Paatal Lok Episode 7 Review: Badlands
Paatal Lok completes the origins of its main accused Vishal “Hathoda” Tyagi.
Paatal Lok has been delving into the backstories of almost all its characters, releasing information steadily in layers. We already got a glimpse of the tragedy that befell Vishal Tyagi that caused him to go psycho berserk with killing three teenagers. What we didn’t know about was his subsequent murder spree and the chain of events leading to that. Badlands delivers on that front, bringing Tyagi’s story full circle even as the investigation deepends.
Is it a coincidence that the episode is named after Terrence Mallick’s highly influential and path-breaking 1973 film of the same name? Judging by the intelligence the writers have displayed in their scripts, probably not. Badlands starring Martin Sheen was about the exploits of a killer couple who went on a murderous rampage of sorts, committing brutal killings after another. Minus the better half, the similarities are evident in how Paatal Lok uses this episode to squarely focus on Tyagi and his kill spree.
The Indian Badlands similarly tracks Tyagi’s killing spree. But it doesn’t detail all the 45 kills, giving us a singular sample of how he went about his business. The writers are more fascinated in showing us how he got to that point; how a criminal overlord nicknamed Dulhaniya (Bride, again, a Kill Bill reference?) gave him shelter after his revenge killings and took him under his wing, granting him a life as an assassin in exchange for sparing his own life. The town of Bundelkhand he ends up committing his kills in becomes a metaphorical Badland on its own.
Hathi Ram on his part continues his investigation into the dangerous town of Chitrakoot. The search leads him to uncover Tyagi’s past which is narrated to us via flashbacks. We’re essentially following Hathi Ram and are put into his shoes as we learn about Tyagi with him. The show also makes it a point to draw minor parallels between their journeys as is evident in their liking for dogs; both sympathize for the creatures and become saddened / disappointed at seeing them be hurt by humans, accidentally or otherwise.
Abhishek Banerjee who also happens to be the show’s casting director does a splendid job by casting himself into Tyagi’s role. He’s largely required to display a detached expression of distant coldness with emotional burts but he handles his sequences supremely well and is a revelation. He has that psychopathic glint in his eyes that makes you want to turn in the other direction and displays a merciless hunger to kill that’s often reminiscent of serial killers but also enough humanity to prevent him from going astray always, as his love for dogs makes clear.

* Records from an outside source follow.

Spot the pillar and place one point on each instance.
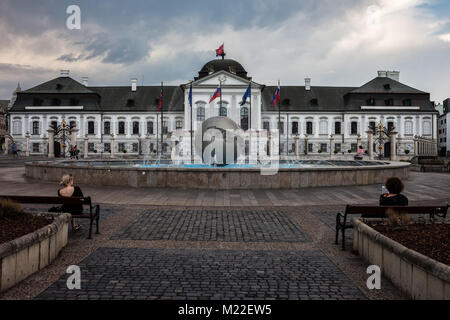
(6, 144)
(27, 143)
(370, 141)
(416, 146)
(306, 144)
(86, 146)
(147, 145)
(297, 146)
(73, 137)
(112, 146)
(331, 145)
(393, 146)
(51, 143)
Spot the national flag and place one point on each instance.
(160, 98)
(190, 95)
(217, 94)
(219, 51)
(246, 95)
(276, 97)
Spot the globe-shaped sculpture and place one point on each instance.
(220, 141)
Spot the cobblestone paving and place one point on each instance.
(214, 225)
(113, 273)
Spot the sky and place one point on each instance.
(333, 42)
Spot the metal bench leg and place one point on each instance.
(90, 228)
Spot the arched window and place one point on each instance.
(244, 118)
(200, 113)
(223, 111)
(408, 128)
(17, 127)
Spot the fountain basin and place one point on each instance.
(135, 174)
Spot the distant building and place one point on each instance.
(310, 113)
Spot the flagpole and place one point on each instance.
(192, 154)
(279, 122)
(162, 116)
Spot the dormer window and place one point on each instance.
(37, 102)
(130, 103)
(370, 102)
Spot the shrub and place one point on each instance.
(396, 220)
(432, 161)
(9, 209)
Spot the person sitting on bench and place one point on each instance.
(393, 196)
(69, 190)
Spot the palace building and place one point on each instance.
(121, 117)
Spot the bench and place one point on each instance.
(92, 215)
(380, 212)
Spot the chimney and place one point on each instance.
(394, 75)
(133, 84)
(307, 84)
(85, 81)
(64, 73)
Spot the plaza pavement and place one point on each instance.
(244, 244)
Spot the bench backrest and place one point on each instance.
(380, 211)
(50, 200)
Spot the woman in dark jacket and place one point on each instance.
(69, 190)
(394, 198)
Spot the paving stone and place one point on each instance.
(262, 225)
(194, 274)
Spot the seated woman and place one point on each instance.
(69, 190)
(394, 198)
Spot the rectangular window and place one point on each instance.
(121, 127)
(36, 128)
(309, 127)
(390, 126)
(107, 127)
(337, 127)
(295, 127)
(135, 127)
(337, 147)
(354, 127)
(281, 127)
(91, 127)
(149, 127)
(36, 147)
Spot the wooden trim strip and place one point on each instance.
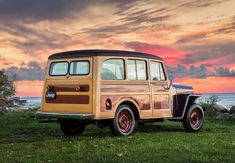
(70, 88)
(70, 99)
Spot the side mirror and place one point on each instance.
(171, 77)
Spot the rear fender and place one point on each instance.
(181, 103)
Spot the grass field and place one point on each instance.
(22, 139)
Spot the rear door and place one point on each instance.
(160, 93)
(68, 86)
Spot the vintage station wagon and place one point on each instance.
(114, 88)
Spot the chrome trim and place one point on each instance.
(41, 115)
(185, 106)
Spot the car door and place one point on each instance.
(161, 107)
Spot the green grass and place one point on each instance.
(23, 139)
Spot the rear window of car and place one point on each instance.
(79, 68)
(59, 68)
(73, 68)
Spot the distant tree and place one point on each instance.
(7, 90)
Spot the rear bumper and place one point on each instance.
(48, 116)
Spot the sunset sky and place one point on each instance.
(195, 38)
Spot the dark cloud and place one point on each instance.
(192, 37)
(180, 71)
(32, 72)
(227, 28)
(201, 3)
(141, 45)
(206, 52)
(131, 24)
(225, 72)
(37, 10)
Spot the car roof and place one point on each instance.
(95, 52)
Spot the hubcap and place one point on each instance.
(124, 121)
(195, 119)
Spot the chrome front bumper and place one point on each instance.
(40, 116)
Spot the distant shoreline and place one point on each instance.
(196, 92)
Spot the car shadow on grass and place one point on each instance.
(91, 131)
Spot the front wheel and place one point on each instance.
(194, 118)
(72, 129)
(124, 122)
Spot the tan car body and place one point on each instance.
(91, 98)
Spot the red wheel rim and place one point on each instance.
(124, 121)
(195, 118)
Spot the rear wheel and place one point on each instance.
(124, 122)
(72, 129)
(194, 118)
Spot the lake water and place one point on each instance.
(225, 100)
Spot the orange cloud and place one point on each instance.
(29, 88)
(210, 84)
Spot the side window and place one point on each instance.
(136, 70)
(58, 68)
(157, 72)
(79, 68)
(112, 69)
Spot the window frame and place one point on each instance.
(59, 62)
(136, 73)
(124, 72)
(79, 61)
(163, 69)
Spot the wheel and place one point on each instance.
(194, 118)
(124, 122)
(72, 129)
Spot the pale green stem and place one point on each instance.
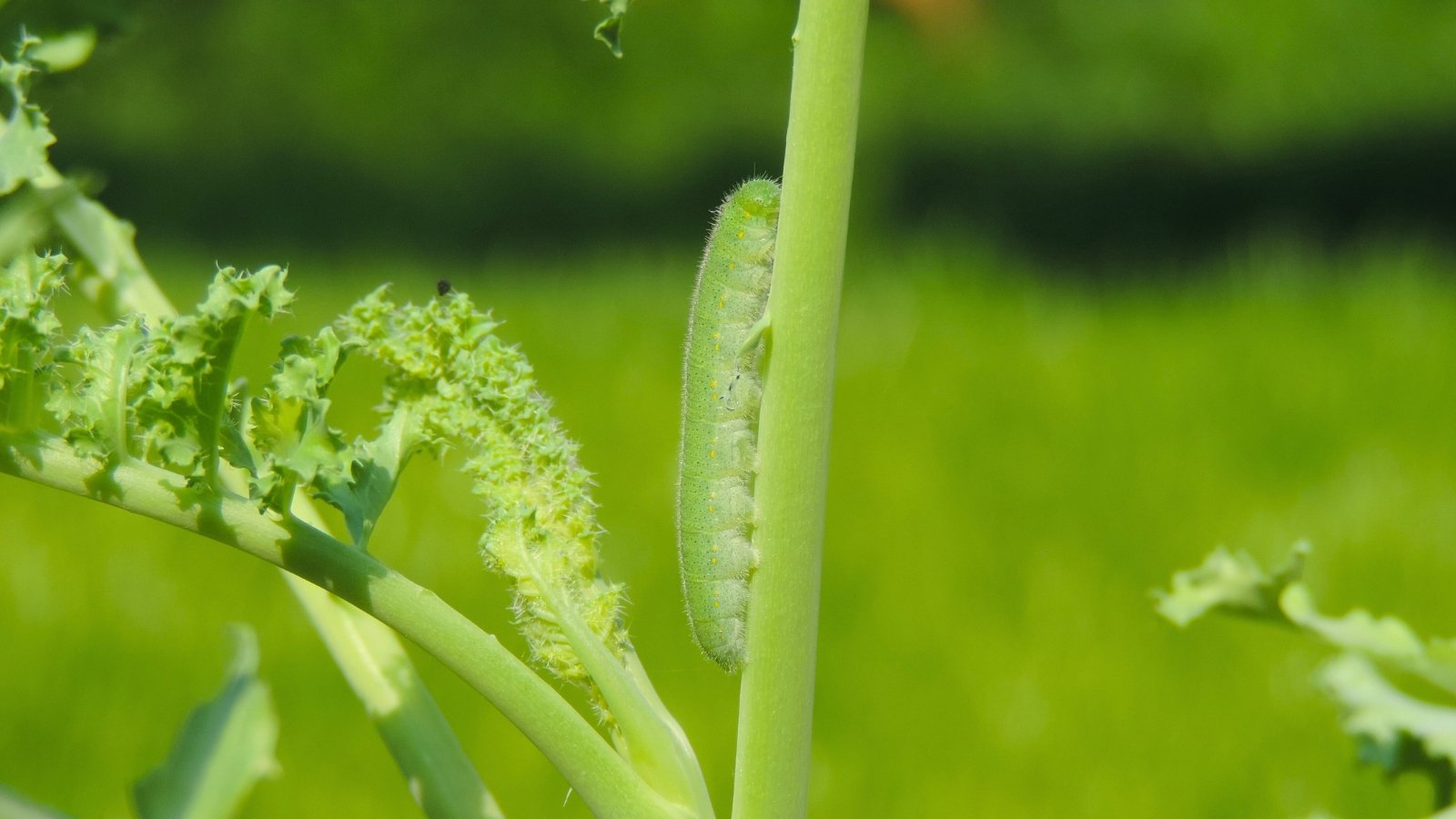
(654, 741)
(594, 770)
(776, 702)
(371, 658)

The writers have also been adept at delivering some cracking one-liners, most of which have come through Sanjeev Mehra. By now, it’s clear that the media baron is largely interested in furthering his and his channel’s image at the expense of all relationships. He’s alienated both the women in his life and while Sara has an intern to fend off, his wife Dolly has found solace in, you guessed it, a dog. His PR stunts have managed to boost his TV Channel’s ratings dramatically but at what cost?
That isn’t to say Badlands was all flawless. I personally did feel a bit underwhelmed by the episode although it’s difficult to single out any specific aspect. The CBI investigation has completely fallen by the wayside and their entire modus operandi seems to have been to hand over Sanjeev a TRP boosting revelation. Imran Ansari has also been delegated to the backseat after displaying much promise in the early episodes. And the focus is now singularly on Tyagi who is turning out to be the real criminal as other characters are somewhat left to gather dust.
But underwhelming is a term I use loosely. It’s simply that this show has set a new bar of expectations that it can sometimes itself fail to live up to it. All said, the ending packs quite a punch as Hathi Ram delivers perhaps the best line in the series so far. Loosely translated, he’s spent half his life with a father who thought his son was useless and he’s not going to spend the remaining half with a son who thinks the same about his father. What a capper.